I agree Target sandals rub blisters. No give in the straps.

Land's End or LLBean is good. Jumping Jacks brands is usually pretty reasonable.


----------



## lifeguard (May 12, 2008)

The way I see it is ds will be wearing his sandals this summer as much as he wears his running shoes the other seasons. Footwear is not something I skimp on & I think it is important to have good quality, well fitting shoes. This was my Mom's philosophy with us growing up - I had potential for some serious foot problems (I'm VERY pigeon toed & turn my ankles VERY easily) but in fact my feet are better now than when I was young & I would say in better shape than many of my friends.

I spent $50 for Keens (about the same as I spent for his Stride Rite shoes as well) last summer for ds.
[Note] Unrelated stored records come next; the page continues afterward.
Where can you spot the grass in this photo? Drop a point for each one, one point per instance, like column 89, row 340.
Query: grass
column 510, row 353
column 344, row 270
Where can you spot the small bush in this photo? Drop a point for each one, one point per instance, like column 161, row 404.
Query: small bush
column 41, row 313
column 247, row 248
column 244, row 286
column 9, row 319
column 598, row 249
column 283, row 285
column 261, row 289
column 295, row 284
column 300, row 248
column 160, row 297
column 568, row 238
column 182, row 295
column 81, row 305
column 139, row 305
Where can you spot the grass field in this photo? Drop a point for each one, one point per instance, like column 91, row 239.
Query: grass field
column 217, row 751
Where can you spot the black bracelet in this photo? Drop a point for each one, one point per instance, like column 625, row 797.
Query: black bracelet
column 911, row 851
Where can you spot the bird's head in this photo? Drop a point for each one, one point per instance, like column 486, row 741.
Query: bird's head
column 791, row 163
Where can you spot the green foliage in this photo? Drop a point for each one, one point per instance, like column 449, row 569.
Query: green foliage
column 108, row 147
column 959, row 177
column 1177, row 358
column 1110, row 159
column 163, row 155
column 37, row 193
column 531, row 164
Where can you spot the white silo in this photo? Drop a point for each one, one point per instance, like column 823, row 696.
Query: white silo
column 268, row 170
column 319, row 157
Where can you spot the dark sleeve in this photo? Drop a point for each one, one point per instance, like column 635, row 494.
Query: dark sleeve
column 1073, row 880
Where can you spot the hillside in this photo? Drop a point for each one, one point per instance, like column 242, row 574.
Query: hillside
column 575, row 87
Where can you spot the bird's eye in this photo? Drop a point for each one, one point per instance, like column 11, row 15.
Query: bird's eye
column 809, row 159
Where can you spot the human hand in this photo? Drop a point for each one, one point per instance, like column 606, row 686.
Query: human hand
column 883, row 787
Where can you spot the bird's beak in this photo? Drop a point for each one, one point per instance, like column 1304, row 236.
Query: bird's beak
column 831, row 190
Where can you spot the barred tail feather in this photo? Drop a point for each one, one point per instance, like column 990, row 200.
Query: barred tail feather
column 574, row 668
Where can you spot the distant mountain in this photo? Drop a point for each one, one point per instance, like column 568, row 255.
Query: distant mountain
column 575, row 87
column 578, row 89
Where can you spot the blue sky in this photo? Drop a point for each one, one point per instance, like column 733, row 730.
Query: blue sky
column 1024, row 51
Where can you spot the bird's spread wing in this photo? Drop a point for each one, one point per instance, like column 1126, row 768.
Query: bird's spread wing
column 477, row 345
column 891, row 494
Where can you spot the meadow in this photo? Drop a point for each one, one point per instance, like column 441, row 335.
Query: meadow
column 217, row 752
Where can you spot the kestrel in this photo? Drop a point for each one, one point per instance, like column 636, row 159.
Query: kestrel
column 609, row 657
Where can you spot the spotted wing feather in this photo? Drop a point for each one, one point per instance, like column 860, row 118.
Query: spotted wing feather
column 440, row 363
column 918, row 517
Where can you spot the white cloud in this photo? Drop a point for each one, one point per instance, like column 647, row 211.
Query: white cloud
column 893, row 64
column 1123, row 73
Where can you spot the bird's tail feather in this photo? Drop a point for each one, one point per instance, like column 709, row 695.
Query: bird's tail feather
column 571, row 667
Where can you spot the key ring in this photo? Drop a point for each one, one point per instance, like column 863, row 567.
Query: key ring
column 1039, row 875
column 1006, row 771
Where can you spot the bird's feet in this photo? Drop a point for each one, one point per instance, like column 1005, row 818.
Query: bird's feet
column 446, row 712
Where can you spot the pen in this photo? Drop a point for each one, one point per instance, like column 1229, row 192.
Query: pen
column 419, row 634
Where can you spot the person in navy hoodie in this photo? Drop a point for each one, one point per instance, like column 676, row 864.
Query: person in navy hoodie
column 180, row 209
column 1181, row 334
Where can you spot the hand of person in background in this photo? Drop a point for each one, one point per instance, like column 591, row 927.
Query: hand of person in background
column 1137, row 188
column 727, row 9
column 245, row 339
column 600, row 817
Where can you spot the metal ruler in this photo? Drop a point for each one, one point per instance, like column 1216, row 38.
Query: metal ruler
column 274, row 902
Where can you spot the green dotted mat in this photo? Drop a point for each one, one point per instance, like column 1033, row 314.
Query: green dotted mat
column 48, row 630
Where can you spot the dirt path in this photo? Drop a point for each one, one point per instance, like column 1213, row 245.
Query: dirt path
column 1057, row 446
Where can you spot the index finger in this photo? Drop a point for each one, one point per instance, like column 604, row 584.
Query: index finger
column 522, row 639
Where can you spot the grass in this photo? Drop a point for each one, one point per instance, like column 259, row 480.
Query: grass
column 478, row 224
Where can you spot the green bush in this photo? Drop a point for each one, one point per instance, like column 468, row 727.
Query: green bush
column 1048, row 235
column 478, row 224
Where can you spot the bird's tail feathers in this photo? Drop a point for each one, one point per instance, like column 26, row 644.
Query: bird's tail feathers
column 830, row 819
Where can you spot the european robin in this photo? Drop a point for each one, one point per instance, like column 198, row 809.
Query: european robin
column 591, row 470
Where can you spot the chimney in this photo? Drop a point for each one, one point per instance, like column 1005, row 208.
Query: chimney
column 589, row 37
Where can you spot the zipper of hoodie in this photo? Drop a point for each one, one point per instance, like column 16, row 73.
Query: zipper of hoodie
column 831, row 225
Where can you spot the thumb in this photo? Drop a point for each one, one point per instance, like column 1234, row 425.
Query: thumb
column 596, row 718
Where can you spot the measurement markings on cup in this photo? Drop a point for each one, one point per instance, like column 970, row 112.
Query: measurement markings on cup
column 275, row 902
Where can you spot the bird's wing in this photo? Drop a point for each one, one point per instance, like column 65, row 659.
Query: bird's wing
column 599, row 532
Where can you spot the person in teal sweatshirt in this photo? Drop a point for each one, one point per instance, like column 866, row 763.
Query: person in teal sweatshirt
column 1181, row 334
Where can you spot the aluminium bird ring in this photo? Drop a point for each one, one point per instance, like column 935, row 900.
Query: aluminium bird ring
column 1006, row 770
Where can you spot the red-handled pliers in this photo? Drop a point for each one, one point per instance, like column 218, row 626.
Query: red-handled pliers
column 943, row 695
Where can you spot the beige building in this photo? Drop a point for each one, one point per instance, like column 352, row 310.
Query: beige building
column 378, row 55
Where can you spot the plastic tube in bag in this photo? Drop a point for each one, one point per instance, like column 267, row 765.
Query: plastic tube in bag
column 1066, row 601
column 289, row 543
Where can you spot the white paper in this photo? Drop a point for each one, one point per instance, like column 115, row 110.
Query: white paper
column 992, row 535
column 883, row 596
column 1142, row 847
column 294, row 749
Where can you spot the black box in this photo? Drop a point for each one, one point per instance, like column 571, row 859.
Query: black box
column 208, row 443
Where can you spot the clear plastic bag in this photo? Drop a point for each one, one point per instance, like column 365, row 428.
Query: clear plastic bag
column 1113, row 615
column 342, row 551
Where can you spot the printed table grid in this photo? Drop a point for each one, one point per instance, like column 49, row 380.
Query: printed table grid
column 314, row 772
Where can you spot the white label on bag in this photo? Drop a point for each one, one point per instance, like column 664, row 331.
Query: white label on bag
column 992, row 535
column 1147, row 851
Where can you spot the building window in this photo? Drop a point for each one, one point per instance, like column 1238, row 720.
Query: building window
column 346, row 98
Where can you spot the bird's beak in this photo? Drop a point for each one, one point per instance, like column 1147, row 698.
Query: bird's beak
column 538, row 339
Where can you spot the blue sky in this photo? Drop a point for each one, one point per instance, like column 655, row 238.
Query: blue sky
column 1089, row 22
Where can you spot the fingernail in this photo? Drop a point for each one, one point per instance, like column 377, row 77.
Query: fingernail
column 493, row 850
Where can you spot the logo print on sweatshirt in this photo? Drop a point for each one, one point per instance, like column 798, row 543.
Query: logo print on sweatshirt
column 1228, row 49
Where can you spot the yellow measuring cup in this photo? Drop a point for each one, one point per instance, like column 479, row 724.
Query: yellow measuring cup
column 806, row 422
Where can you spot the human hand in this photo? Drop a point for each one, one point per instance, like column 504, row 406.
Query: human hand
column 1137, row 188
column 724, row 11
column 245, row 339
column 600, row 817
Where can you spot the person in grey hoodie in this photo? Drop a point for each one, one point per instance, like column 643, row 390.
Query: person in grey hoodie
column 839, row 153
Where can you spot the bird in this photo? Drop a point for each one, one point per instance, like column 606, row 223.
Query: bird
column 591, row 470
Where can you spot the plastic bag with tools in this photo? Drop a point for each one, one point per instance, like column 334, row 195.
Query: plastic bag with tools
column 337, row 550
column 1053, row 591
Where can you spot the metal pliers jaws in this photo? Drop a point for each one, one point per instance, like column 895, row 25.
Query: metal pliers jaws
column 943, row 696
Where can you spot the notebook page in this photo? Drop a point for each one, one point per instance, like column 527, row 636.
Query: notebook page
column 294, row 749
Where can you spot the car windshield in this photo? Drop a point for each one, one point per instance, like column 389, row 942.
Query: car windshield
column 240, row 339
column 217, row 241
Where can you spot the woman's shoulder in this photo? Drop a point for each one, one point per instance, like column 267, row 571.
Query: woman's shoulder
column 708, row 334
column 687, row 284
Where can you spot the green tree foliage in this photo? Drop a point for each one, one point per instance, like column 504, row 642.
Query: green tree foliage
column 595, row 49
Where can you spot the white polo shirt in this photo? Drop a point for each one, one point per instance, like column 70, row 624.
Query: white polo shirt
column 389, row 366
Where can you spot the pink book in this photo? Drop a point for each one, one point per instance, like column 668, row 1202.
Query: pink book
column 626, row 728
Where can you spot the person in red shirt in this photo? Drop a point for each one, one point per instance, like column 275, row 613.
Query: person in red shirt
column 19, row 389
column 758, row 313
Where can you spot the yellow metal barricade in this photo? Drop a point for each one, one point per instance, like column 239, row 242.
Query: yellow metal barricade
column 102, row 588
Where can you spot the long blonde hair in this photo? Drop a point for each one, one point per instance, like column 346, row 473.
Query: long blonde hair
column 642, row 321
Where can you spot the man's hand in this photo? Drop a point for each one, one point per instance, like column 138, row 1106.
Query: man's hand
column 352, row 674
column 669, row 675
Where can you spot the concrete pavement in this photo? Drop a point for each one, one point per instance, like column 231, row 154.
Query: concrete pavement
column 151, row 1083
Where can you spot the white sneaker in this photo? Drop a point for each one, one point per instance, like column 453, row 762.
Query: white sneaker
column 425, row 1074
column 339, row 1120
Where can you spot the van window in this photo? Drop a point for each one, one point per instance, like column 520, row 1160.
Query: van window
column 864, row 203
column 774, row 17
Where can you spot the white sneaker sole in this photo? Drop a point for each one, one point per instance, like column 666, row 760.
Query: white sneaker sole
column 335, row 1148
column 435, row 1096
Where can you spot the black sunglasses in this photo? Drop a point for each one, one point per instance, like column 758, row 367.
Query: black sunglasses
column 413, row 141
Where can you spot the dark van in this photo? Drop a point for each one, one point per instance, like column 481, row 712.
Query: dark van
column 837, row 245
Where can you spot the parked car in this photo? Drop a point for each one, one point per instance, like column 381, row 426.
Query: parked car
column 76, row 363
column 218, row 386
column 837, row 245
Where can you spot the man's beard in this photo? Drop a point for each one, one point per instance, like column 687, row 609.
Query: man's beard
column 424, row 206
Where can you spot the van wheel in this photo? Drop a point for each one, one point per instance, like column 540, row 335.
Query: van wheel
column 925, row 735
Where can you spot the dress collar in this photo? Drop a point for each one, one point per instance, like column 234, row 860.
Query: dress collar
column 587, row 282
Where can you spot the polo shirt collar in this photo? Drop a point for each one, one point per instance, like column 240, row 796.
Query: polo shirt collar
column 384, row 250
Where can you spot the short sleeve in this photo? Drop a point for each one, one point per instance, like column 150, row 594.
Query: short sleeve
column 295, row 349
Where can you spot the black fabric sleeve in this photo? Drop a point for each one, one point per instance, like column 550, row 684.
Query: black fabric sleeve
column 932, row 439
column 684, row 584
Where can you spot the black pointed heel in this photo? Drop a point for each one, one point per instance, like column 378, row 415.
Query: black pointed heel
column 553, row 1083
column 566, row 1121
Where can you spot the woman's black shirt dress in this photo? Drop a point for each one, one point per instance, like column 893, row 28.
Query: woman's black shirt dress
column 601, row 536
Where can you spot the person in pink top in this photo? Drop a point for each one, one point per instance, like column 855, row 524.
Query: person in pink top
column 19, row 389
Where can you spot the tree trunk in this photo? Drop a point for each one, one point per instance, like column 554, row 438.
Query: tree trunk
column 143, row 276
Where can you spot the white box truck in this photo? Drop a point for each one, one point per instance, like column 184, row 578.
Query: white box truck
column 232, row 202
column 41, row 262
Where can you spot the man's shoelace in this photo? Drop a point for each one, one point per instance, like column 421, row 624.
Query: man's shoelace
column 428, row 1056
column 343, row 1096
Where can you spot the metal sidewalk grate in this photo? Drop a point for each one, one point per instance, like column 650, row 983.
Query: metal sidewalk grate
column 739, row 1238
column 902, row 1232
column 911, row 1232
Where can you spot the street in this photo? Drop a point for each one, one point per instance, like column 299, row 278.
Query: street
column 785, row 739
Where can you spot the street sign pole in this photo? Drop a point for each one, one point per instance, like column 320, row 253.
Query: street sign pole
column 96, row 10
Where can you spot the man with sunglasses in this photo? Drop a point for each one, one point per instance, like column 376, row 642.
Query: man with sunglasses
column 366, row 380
We didn't get much wear out of them because we found them hard to put on - but I think this was more an age thing than a reflection on the shoe. Once they were on they fit very nicely & I never had to worry about him catching a toe or having his shoe fall off while running.


----------



## Daffodil (Aug 30, 2003)

No way would I spend $50. I've probably never spent more than about $15 for a pair of kid's sandals. I can often find something decent at Target, Payless, etc. (boys' styles are generally better than girls'), or at a kids' consignment place. (But my kids' feet - even the 8 year old's - are a lot smaller than your kids'. I haven't looked at what's available in larger sizes.) I never thought Crocs would be something my kids could wear every day in summer - I figured they'd be too hot compared to sandals. But I eventually got a couple of pairs someone was giving away, and my kids loved them and were happy to wear them most of the time in summer. You can get Crocs (or croc-style copies) for a heck of a lot less than $50. If your DD hasn't tried those, you might pick up a pair and see if she likes them. You might find a used pair for just a few dollars.


----------



## happysmileylady (Feb 6, 2009)

Never would I pay more than $15 for a pair of shoes, other than on something for DH or myself for work, as a necessity only. And even then I would be hunting around to find something less than $15.


----------



## Hoopin' Mama (Sep 9, 2004)

We buy almost all of our clothing (except undergarments) second hand, but the whole family wears quality footwear. So, I would spend up to $40 or so on shoes for DS. But he can wear his sandals from April until October. This year I think I'm purchasing from REI. I'm done with Stride Rite - his sneakers fell apart much too quickly.


----------



## starbuckmom (Aug 2, 2010)

With our first ds, I would spend up to $25 for a pair of shoes unless I can get them cheaper. Now with 3 kids, I can't spend as much but I am liking the looks of Lands End sandals and they are $24 each. I wanted to go with Target but too many people have said their kids get blisters while wearing the sandals. My kids are so active that I don't want that for them. Thankfully, all 3 can wear one pair of sandals each summer. I don't have to buy multiple sandals per kid.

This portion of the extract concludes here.